STORY 34/50: I was a 19-year-old guy who had the world by the horns, and I was not about to take time to figure out how to live my life taking care of a child. I had dreams and plans—I wanted to get married and buy a house and start life the right way. I wanted things and a career. I wanted to graduate college and find that perfect life. I knew how to handle the situation of my girlfriend becoming pregnant…I knew that abortion was going to be the easiest and fastest way to get life back on track. But I was wrong.
Growing up in a strong Christian house with parents who cared about and loved me, I knew abortion was wrong. I knew I was taking a life. It was so clear to me that it was a sin that I wrote a book report about it in high school, and I protested at the local women’s clinic. But even with such an understanding, I found myself at age 19 asking my future wife to have an abortion, to end the life of our unborn child all in the name of convenience. I rationalized in my mind that this procedure was no big deal, that this ball of goo was not a baby, not a child, not a human being. I never wavered from what I was asking my future wife to do—I never thought of her feelings or the trauma that she would experience each and every day. I never thought of the pain caused to the baby. I never thought of the negative effect that the abortion would have on the children we would have together later in life. I thought only about myself and what would work for me and my life.
Words cannot describe the life that you live after having an abortion. For 28 years, my wife and I barely spoke about what happened. I never asked how she was doing. I never knew how bad life was for her. I assumed that we had processed and moved on, but I knew deep inside that we had not processed, we had not grieved, and we needed help—we needed God!

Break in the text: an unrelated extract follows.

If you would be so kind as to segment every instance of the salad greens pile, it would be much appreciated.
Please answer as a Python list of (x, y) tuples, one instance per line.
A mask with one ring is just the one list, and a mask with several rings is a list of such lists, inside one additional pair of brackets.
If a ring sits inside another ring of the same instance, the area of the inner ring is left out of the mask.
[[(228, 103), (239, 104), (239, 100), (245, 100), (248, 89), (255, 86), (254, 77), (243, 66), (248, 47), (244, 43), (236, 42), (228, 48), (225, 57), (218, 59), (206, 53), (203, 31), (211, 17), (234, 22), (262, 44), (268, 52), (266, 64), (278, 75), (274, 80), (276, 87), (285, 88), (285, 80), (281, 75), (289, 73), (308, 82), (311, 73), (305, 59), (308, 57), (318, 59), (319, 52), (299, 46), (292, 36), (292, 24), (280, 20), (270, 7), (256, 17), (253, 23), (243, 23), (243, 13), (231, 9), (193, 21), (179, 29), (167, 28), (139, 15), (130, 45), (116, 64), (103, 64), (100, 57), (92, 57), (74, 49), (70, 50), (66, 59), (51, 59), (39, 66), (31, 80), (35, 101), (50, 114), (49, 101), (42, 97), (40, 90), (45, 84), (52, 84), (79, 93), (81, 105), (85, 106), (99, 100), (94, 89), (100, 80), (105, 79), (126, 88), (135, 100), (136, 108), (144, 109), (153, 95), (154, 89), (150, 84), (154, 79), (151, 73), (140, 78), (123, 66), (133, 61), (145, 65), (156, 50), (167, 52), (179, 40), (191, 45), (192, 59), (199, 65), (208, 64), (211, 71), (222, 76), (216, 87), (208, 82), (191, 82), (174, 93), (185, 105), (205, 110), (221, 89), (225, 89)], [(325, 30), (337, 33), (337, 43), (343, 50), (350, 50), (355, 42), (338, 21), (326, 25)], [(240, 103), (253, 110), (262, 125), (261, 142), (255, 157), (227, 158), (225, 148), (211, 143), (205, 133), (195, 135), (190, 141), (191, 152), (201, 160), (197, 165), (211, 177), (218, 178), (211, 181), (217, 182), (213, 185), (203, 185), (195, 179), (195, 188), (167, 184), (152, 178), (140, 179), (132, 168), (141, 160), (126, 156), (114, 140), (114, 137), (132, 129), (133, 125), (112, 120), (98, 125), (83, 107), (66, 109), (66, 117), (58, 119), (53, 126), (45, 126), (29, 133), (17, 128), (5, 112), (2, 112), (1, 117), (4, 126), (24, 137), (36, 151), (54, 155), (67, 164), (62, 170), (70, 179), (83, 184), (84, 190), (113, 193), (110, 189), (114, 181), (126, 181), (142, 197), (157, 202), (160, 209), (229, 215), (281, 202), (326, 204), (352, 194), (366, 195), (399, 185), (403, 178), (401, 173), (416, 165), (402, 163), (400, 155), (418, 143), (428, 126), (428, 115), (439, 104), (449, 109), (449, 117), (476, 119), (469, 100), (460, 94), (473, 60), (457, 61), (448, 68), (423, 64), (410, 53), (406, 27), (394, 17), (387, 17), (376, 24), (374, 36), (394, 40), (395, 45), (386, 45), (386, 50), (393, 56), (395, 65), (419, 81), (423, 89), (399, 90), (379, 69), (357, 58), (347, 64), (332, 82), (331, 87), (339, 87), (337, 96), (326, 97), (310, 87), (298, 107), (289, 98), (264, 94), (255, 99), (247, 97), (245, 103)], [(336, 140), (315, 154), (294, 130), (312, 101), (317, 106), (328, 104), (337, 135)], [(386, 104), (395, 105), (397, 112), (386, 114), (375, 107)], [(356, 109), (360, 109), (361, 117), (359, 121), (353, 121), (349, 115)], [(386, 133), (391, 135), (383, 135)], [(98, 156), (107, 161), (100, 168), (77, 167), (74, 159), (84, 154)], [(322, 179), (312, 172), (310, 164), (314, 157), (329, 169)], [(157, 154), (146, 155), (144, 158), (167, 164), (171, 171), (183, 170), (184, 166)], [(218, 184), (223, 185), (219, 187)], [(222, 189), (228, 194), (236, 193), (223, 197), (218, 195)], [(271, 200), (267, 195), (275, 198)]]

To this day, I continually ask my wife to forgive me, as I was the reason that we decided to have an abortion. If I had never suggested abortion, we would have a healthy 29-year-old today. I live my life day by day asking our gracious God to forgive me of my sin. I know now by going through the Conquerors program that God forgives and has forgotten that sin, and that I am made new every day.
I want to say thank you to Caroline and the Conquerors program for offering my wife and me the chance to talk and walk through the trauma, and to show how God can and will work all things for good.